Alopecia areata is a condition distressing humans, in which hair is lost from several or all areas of the body, usually from the scalp. Because it origin bald spots on the scalp, especially in the first stages, it is sometimes called spot baldness
Alopecia areata is a malfunction of the immune system whereby the body begins to attack its own hair follicle. However it is very selective in which areas it attacks, so that circular / oval shaped bald patches develop. These are silky smooth to the touch, because all hair including vellus hair (soft downy hair) has been lost. Currently there is no medical explanation as to why the patches are selected in the manner in which they are. Accordingly there is no test that can be done to determine if the patches will stay contained in the given area or spread to another area.
What causes and origin alopecia areata? Less than 1% of the population suffers with alopecia areata with both males and females being affected. Children as well as adults suffer from the condition. There is a genetic link. Families that develop atopic allergies like asthma, psoriasis and eczema tend to have a greater incidence of alopecia areata. This would imply an inherited over-sensitive immune reaction. If you have an inherited tendency towards this disease, stress can cause the condition to start.
How do you confirm that you have alopecia areata? Due to the fact that the areas under immune attack are localized, it is not possible to confirm a diagnosis by blood tests. It follows that a punch biopsy (removing a section of the bald spot) is the only logical way to confirm an immune attack in such a localized area. However for most people this would be too invasive, so it tends to be diagnosed by the pattern of loss alone.

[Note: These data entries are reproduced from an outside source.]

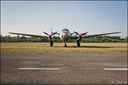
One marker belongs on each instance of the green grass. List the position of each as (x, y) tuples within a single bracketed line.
[(59, 47)]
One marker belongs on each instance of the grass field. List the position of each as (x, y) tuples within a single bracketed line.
[(59, 47)]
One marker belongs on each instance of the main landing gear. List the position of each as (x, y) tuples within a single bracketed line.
[(78, 43), (51, 43), (65, 44)]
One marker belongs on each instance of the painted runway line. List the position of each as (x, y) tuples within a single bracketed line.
[(115, 68), (39, 68)]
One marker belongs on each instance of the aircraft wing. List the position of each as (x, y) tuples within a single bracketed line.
[(56, 37), (74, 37), (87, 36), (45, 37)]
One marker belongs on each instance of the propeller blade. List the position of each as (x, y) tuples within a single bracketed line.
[(45, 33), (84, 33), (76, 33)]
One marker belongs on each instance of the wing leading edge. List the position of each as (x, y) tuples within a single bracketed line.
[(44, 37), (88, 36)]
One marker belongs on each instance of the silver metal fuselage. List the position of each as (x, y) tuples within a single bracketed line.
[(65, 35)]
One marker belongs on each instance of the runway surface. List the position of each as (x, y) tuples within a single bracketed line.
[(67, 68)]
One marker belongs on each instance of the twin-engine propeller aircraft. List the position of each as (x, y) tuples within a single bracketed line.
[(65, 35)]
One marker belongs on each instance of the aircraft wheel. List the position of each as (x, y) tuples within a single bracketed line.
[(51, 43), (65, 44), (78, 43)]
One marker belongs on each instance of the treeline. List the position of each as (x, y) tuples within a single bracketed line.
[(35, 39)]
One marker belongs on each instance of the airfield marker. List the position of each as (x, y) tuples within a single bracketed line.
[(115, 68), (39, 68)]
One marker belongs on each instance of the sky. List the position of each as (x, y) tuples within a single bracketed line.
[(33, 17)]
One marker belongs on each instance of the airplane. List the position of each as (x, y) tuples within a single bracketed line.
[(65, 35)]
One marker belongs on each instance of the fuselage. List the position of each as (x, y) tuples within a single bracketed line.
[(65, 35)]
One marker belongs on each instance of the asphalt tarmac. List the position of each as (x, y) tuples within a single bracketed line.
[(70, 68)]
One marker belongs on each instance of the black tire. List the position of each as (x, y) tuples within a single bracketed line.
[(78, 43), (65, 44)]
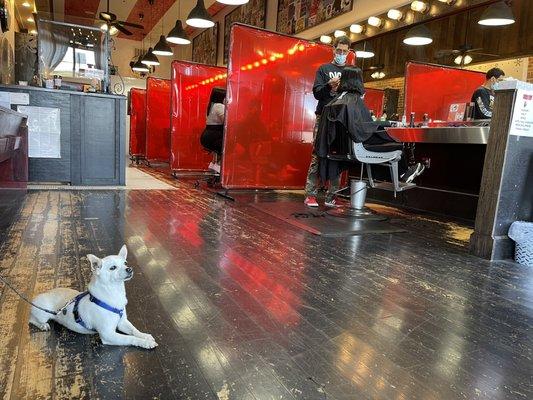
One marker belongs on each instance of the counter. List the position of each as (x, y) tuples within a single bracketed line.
[(92, 137), (442, 135)]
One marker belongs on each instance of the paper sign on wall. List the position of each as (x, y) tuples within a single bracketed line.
[(5, 99), (20, 98), (522, 122), (44, 131)]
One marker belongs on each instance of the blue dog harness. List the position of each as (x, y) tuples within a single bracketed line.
[(96, 301)]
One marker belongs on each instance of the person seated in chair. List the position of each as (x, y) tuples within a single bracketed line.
[(213, 134), (346, 119)]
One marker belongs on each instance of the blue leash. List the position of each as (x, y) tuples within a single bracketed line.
[(29, 302)]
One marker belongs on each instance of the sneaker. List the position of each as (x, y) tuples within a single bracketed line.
[(214, 167), (310, 201), (412, 172), (331, 203)]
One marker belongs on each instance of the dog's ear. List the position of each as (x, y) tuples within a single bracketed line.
[(123, 253), (96, 263)]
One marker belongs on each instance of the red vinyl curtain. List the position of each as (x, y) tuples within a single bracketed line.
[(157, 119), (191, 87), (271, 109)]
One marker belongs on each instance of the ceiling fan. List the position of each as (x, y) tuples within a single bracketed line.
[(111, 20), (463, 55)]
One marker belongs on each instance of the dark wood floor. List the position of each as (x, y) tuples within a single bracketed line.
[(246, 307)]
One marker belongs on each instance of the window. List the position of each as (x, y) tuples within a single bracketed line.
[(75, 59)]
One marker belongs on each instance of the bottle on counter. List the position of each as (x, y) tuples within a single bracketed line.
[(425, 120), (49, 83), (57, 81)]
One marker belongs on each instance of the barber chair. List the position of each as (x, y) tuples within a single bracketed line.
[(388, 154)]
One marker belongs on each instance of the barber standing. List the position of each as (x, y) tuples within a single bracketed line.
[(483, 97), (327, 81)]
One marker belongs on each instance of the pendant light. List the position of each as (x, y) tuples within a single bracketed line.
[(138, 66), (420, 35), (150, 58), (199, 17), (178, 35), (162, 48), (233, 2), (497, 14), (364, 50)]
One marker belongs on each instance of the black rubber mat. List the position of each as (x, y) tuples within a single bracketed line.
[(318, 222)]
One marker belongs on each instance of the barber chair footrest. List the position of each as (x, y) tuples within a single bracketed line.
[(348, 212), (390, 186)]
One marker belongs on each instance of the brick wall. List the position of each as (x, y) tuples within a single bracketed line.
[(395, 83)]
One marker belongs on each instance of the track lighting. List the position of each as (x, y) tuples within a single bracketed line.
[(356, 28), (375, 21), (419, 6), (199, 17), (339, 33), (418, 36), (364, 50), (498, 14), (395, 15)]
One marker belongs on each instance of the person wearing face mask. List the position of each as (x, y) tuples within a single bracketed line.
[(483, 97), (325, 87)]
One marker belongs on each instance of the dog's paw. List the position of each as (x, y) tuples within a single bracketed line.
[(147, 336), (44, 327), (147, 344)]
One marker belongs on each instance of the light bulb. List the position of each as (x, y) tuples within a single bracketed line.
[(339, 33), (356, 28), (395, 15), (419, 6), (374, 21)]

What treatments are available? At the initial onset it is common to see a spontaneous regrowth with no treatment. However it is common for it to spread rapidly and can result in total scalp hair loss. At this stage it is known as Alopecia Totalis. Further progression sees it spreading to the eyebrows and eyelashes and eventually affecting all body, scalp and facial hair. At this latter stage it is termed Alopecia Universalis and it is uncommon to see a spontaneous remission at such an advanced stage. As this disease has such an uncertain outcome it can have a big psychological effect. Doctors saying “do not worry it will probably grow back on its own”, whilst it may have a high probability of being statistically correct, does very little to alleviate very real fear the patient has. That fear is based on the knowledge that it is also statistically correct that a lower percentage of sufferers will see it progress.
Most people fear that they will be the unlucky ones! Medical treatments are limited: With less than one percent of the population troubled by this problem, it is difficult from an investment standpoint to make a return on any investment into research work into a cure. However a pure investment returns approach sadly misses the fact that the disease is extremely upsetting to the sufferer. In western cultures it is common to see men lose their hair to alopecia androgenetica (male pattern baldness) so it is more socially acceptable to see a bald man. However that does not make the situation any easier for men. However women and children with hair loss are less common and attract much more unwanted stares and attention. Teasing at school can be very cruel as children tend to find patches of hair loss amusing.
Treatment types these tend to fall into broad categories:
Immune suppression like steroid creams or injections
Irritants like diphenylcyclopropenone.
Natural products like plant extracts and supplementation.
In many cases when a parent first approaches their doctor about alopecia areata, the doctor will refer the patient along to dermatologists. The very delay between seeing the doctor and dermatologist can be extremely stressful as the problem will usually be getting worse. Therefore many people seek alternative treatments via the web solely because they feel they at least they are being proactive and doing something that may benefit them.